Photo by Tim Griffith

Extensive use of prefabrication and mock-ups helped improve precision and reduce waste. Sharing 3D models and virtual walkthroughs with lab users allowed them to provide feedback throughout the design process.

Given the stringent environmental controls, specialized equipment and high energy loads that laboratories require, balancing those needs with sustainability benchmarks required careful coordination. Part of the project’s sustainability strategy is connected to its innovative structural system. The building's core, housing sensitive laboratories, utilizes concrete to meet stringent vibration criteria that mass timber could not accommodate. Then in non-laboratory spaces, such as the north and west elevations, crews installed a mass timber gridshell composed of Douglas fir glulam beams and cross-laminated timber panels. By placing mass timber in non-laboratory spaces, the team was also able to save concrete for laboratory zones that required enhanced vibration dampening.

Photo by Michael Moran

Installing the complex cold-warped glass curtain wall facade required a fully coordinated digital model integrated with the structural systems, including mass timber, steel and concrete. This ensured proper installation on even the most intricate geometries, eliminating the need for costly field adjustments.
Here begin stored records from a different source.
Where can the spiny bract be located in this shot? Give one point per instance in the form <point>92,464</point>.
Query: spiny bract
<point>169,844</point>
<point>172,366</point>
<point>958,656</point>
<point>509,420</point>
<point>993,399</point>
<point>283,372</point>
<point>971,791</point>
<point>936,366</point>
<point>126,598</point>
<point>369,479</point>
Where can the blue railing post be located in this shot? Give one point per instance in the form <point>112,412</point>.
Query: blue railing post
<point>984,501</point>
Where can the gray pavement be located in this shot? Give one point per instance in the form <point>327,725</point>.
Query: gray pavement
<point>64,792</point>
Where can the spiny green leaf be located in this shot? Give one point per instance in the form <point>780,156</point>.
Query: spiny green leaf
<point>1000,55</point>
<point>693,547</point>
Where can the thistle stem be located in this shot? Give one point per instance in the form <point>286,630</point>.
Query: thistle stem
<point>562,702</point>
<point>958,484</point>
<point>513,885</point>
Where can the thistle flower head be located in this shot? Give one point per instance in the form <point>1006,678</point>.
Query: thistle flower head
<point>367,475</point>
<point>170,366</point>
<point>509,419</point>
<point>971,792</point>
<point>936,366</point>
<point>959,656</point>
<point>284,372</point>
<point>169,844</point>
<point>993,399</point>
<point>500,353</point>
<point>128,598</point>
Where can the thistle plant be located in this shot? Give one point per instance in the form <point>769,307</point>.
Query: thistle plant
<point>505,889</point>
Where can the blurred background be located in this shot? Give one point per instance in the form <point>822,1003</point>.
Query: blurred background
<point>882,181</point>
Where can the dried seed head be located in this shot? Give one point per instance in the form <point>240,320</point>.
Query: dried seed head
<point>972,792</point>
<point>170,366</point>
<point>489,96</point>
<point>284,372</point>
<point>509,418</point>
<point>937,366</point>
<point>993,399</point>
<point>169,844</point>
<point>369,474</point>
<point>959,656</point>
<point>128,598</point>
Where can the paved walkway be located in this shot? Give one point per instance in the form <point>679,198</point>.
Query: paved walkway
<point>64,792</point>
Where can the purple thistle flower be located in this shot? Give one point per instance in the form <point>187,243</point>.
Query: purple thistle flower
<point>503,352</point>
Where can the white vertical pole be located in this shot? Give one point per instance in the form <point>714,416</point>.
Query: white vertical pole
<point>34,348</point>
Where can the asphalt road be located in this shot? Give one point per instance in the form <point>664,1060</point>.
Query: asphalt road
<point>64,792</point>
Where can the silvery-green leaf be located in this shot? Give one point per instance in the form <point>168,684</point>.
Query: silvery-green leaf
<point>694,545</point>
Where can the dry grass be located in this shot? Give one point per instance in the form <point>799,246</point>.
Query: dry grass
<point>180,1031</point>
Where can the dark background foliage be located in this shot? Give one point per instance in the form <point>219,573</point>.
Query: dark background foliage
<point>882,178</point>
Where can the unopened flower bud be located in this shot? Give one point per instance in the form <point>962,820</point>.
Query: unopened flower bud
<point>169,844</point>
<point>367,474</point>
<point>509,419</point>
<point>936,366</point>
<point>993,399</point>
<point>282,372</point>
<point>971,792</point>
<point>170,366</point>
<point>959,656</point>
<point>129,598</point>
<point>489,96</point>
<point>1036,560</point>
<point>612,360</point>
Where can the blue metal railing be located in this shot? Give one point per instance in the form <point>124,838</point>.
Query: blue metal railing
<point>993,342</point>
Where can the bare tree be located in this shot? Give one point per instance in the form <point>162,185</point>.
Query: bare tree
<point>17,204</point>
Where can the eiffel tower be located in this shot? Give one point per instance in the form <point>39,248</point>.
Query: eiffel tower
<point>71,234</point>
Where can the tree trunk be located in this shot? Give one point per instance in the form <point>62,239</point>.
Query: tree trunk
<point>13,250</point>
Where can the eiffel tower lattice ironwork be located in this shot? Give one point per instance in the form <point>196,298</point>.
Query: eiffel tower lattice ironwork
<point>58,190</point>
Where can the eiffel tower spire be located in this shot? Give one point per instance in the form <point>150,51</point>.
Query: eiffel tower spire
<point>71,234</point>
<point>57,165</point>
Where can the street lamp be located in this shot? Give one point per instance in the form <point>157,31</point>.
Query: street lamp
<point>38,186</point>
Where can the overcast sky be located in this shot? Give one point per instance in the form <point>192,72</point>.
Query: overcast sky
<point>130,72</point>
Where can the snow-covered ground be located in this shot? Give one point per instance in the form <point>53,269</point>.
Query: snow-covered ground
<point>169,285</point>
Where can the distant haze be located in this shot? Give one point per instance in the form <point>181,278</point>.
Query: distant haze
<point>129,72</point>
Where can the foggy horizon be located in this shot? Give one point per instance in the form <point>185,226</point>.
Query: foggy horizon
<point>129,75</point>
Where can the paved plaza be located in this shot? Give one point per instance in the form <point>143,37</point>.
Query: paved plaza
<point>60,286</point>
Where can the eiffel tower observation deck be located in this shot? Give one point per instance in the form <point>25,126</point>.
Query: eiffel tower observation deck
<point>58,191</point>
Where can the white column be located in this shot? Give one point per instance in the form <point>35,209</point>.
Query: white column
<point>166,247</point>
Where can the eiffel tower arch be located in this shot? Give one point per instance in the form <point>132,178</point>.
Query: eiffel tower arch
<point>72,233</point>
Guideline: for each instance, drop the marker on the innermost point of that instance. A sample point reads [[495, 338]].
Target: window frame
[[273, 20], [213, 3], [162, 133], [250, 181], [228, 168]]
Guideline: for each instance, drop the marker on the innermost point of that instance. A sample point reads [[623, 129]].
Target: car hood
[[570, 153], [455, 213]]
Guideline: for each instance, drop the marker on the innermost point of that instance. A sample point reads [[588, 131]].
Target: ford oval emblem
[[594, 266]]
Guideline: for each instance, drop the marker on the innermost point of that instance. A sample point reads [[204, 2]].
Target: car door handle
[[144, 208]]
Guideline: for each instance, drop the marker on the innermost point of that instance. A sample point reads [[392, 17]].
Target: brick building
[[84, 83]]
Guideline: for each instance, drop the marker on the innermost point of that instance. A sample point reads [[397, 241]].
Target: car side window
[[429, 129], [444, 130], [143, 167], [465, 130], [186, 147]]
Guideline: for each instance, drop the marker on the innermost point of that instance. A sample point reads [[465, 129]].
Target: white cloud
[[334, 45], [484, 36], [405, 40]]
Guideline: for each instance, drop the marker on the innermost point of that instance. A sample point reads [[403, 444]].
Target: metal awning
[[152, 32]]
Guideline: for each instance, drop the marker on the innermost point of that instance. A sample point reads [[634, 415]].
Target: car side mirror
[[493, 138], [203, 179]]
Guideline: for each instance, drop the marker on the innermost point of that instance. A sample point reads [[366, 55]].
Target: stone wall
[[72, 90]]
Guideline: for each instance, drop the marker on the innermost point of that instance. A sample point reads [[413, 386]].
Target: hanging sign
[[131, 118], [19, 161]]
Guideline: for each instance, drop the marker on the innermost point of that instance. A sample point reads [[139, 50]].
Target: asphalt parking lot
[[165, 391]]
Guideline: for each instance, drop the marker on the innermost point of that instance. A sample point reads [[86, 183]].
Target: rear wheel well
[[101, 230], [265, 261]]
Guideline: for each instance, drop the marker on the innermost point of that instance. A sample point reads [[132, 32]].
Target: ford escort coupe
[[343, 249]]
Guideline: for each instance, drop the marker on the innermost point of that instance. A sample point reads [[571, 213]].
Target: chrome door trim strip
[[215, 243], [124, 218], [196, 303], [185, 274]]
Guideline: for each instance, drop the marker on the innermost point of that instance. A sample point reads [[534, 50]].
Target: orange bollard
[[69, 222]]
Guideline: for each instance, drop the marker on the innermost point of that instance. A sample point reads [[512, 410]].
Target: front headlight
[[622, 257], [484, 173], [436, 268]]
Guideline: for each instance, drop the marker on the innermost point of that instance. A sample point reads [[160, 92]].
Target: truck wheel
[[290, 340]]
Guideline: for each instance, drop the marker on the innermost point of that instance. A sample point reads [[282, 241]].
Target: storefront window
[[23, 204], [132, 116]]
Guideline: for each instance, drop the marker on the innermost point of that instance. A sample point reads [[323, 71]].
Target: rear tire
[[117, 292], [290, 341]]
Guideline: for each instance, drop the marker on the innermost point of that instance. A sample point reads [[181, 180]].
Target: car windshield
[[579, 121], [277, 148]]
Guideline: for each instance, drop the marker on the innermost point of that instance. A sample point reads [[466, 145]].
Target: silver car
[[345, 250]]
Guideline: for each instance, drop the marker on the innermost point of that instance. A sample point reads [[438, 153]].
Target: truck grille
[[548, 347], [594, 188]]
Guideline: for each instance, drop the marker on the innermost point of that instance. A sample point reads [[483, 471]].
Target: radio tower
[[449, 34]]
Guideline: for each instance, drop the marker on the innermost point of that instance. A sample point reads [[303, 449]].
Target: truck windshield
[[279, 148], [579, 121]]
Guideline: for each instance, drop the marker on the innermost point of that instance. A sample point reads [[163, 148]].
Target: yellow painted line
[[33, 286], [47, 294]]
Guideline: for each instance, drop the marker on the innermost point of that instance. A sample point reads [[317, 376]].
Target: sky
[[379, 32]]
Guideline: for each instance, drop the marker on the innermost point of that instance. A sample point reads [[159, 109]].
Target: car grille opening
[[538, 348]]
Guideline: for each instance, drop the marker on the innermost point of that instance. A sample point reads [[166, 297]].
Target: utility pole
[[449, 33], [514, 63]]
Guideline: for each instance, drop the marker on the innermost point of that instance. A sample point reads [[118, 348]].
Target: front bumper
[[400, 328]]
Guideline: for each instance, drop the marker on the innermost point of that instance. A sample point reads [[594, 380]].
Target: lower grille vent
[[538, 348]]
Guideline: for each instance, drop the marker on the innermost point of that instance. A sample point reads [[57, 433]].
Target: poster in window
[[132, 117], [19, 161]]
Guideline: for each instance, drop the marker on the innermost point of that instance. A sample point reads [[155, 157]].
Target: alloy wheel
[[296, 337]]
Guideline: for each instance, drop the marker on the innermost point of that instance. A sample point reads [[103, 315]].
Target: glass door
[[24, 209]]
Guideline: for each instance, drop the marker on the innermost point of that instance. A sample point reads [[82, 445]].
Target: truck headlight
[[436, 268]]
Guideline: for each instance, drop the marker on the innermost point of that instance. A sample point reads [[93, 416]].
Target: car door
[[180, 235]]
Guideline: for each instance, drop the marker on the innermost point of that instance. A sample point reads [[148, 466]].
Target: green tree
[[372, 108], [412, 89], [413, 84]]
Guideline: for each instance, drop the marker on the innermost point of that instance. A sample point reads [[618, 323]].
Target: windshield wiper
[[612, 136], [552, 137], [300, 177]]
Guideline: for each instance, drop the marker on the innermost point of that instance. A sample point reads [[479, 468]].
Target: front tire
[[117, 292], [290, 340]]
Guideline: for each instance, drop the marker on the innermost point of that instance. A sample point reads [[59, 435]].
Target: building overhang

These twisted panels offer an organic aesthetic while optimizing energy performance. Solar shading fins reduce heat gain and a fully glazed north atrium maximizes natural daylight inside.

Photo by Michael Moran

Rooftop photovoltaic arrays generate onsite renewable energy, and the building is equipped with a cooling system that recycles condenser water for use elsewhere on campus. Water conservation strategies used across the facility include low-flow fixtures and drought-resistant native landscaping. To manage stormwater, the design also incorporated dry wells, which reduce runoff and promote groundwater recharge.